BBC News Brasil - Como surgiram e se estruturam os movimentos antivacinas?
Vignaud - O médico inglês Edward Jenner realizou seu experimento, que resultou na vacina contra a varíola, em 1796. Alguns médicos afirmaram que ele não iria funcionar. Houve também discursos do tipo naturalista, que diziam que a vacina vem da vaca. Isso porque a primeira vacina, que chamamos de vaccinia (a varíola bovina, em latim), é uma forma atenuada da varíola bovina que imuniza contra a forma humana da varíola. Surgiram então alegações de que o sangue humano estava sendo poluído com o sangue animal.
Houve também discursos providencialistas que afirmavam que não era bom curar crianças da varíola, porque isso resultaria em adultos com problemas de saúde. Essa era uma tese frequente dos antivacinas em meados do século 19, sobre a degeneração da raça, sobre o enfraquecimento das pessoas por causa do imunizante. Naquela época existia apenas uma vacina, a anti-variólica.
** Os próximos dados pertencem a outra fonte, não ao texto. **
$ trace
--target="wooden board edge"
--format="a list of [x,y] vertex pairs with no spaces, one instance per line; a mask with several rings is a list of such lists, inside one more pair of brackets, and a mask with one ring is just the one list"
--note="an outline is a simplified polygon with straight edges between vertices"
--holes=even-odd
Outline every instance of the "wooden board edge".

A partir de meados do século 19 vemos surgir estruturas que combatem as primeiras leis sobre vacinas obrigatórias. O primeiro país a adotar uma lei desse tipo foi a Inglaterra, em 1853. Ligas começaram a se formar para combater o princípio da obrigatoriedade da vacina.
Hoje não existem mais ligas internacionais antivacinas, há apenas ligas nacionais, em países como a França, Estados Unidos, Canadá e Japão.